26 May 2007 | kinsayder
Suzy is a Parisian cabaret hostess, a profession which at that time was only slightly higher up the social ladder than street girl. She's bored and disillusioned, and dreams of escape. And for one brief summer, she does. Like Cinderella in reverse, she's transported away from the bright lights into a gentle country house world of picnics, ping-pong, bicycle rides and beaches, where all the young men fall instantly in love with her, knowing nothing of her background and seeing only a sweet young innocent woman.
But if there's one thing we've learnt from the movies, it's that you can never escape your past. And just as the jaunty music of the opening credits is repeatedly beaten down by the fatalistic cabaret song "Sans lendemain" (No Tomorrow), so Suzy's summer idyll turns out to be short-lived.

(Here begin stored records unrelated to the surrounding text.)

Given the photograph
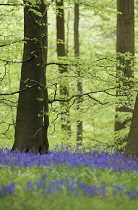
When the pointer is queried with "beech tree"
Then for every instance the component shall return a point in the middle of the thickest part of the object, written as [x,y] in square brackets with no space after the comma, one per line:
[125,53]
[32,111]
[77,54]
[61,52]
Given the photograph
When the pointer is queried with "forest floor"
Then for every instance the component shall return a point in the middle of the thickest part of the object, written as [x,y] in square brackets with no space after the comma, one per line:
[68,179]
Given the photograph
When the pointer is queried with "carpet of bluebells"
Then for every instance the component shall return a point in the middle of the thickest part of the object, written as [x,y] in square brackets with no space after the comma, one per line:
[115,162]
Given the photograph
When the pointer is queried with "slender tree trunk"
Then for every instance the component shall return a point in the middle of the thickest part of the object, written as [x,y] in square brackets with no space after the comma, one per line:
[32,119]
[61,52]
[79,83]
[132,140]
[124,44]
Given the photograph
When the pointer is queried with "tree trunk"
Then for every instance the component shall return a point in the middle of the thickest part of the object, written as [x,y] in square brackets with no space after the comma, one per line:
[32,119]
[61,52]
[79,83]
[124,44]
[132,140]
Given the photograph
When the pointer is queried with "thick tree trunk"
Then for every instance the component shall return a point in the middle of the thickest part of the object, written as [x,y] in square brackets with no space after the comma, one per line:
[61,52]
[32,119]
[79,83]
[124,44]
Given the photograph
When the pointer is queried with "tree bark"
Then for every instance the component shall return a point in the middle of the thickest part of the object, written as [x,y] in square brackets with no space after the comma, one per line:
[32,112]
[132,140]
[79,83]
[61,52]
[124,44]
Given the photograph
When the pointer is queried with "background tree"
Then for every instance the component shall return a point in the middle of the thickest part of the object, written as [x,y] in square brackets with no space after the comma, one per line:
[77,55]
[32,111]
[132,140]
[125,53]
[61,52]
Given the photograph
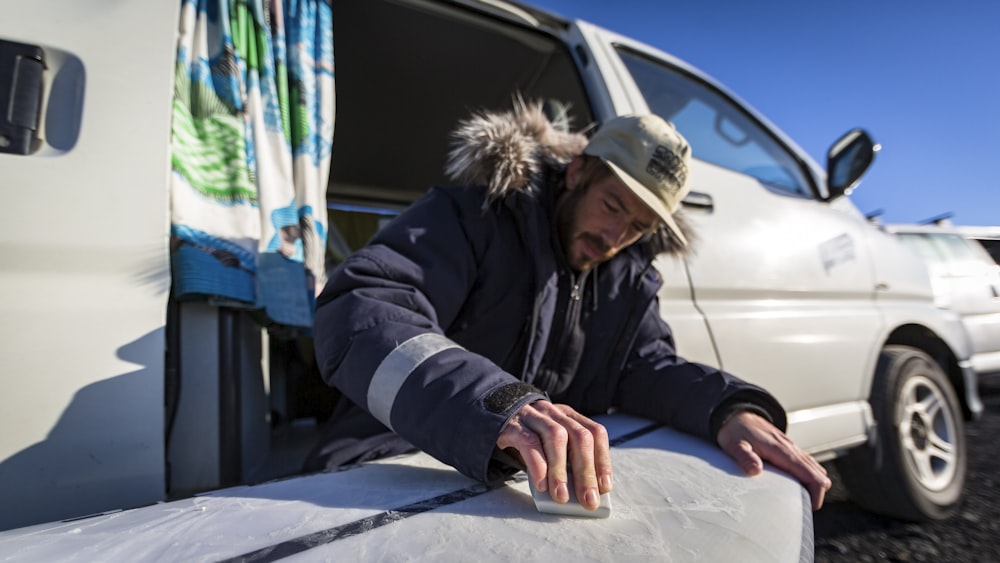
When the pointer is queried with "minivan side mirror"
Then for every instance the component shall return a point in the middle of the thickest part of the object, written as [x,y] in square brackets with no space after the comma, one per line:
[847,160]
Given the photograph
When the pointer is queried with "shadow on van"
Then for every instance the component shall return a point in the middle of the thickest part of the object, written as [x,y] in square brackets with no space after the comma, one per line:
[104,452]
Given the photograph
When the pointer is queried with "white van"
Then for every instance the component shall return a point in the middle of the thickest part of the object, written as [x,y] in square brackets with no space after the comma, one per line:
[117,395]
[965,279]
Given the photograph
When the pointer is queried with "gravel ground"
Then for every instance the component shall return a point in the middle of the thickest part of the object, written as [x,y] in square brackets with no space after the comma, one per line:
[846,533]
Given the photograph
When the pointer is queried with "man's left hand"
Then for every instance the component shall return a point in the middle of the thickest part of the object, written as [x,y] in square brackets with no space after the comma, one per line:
[751,439]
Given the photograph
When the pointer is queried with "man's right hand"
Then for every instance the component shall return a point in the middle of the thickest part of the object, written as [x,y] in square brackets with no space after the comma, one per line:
[542,433]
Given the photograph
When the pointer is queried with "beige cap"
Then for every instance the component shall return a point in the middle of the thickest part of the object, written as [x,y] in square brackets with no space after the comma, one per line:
[650,157]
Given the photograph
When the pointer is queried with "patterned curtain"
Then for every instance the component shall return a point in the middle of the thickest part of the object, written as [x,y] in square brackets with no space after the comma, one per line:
[253,117]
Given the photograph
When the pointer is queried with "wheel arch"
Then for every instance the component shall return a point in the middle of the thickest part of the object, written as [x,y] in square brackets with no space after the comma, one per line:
[959,372]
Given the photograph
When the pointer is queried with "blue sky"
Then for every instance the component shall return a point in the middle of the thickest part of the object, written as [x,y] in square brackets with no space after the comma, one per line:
[922,77]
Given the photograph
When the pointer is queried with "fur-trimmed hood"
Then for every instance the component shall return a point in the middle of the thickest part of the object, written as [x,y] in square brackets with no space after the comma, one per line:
[517,149]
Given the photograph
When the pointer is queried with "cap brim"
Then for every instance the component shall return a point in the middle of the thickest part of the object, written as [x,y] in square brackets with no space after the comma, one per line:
[647,197]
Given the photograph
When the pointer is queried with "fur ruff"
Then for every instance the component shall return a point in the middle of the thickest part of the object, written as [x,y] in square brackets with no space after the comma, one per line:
[516,149]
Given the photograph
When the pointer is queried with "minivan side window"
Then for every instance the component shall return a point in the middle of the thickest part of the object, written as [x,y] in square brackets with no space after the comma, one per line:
[720,132]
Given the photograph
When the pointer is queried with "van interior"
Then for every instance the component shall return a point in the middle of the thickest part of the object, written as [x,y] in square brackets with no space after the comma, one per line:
[406,72]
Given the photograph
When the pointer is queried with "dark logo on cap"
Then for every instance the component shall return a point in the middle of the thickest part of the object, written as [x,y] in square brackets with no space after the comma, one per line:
[666,166]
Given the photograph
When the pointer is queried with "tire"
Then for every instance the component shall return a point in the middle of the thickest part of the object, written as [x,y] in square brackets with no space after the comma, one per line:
[915,467]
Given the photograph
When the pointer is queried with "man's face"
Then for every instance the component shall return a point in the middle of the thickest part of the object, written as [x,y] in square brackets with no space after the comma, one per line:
[598,219]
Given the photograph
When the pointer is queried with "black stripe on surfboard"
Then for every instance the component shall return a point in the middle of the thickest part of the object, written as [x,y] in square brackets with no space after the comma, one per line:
[293,546]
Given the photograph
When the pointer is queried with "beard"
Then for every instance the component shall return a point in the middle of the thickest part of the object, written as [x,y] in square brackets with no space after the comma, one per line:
[575,242]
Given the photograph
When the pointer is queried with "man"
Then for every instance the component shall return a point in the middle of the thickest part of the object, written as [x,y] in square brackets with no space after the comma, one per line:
[490,321]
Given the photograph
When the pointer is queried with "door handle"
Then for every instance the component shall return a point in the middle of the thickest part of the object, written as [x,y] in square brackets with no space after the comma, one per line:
[698,200]
[21,81]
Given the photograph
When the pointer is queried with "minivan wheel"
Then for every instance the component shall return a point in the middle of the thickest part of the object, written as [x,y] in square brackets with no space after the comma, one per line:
[915,466]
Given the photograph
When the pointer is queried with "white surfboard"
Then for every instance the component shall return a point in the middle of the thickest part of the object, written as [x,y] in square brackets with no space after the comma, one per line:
[675,498]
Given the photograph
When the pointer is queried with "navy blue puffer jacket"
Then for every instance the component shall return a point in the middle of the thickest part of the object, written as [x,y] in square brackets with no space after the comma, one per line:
[438,328]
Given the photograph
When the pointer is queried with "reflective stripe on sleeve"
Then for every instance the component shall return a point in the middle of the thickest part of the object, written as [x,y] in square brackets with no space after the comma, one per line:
[396,367]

The impossibility of escaping your destiny was, of course, a familiar theme of the Poetic Realism movement, to which this film belongs; but the date of production, the storm clouds rumbling over the Paris nightclub, and the fact that this film was shot in Berlin, give it a premonitory sensibility: a nation enjoying a dream of happiness, about to be given a nasty wake-up call.
As Suzy, Michèle Morgan (a brunette for this picture) is a delight: cynical and sad as the nightclub girl, charming and natural among the country house crowd. Charles Spaak's screenplay is melodramatic, but contains some sharp stabs at the hypocrisy of bourgeois society who, while despising girls like Suzy, have their uses for her just the same.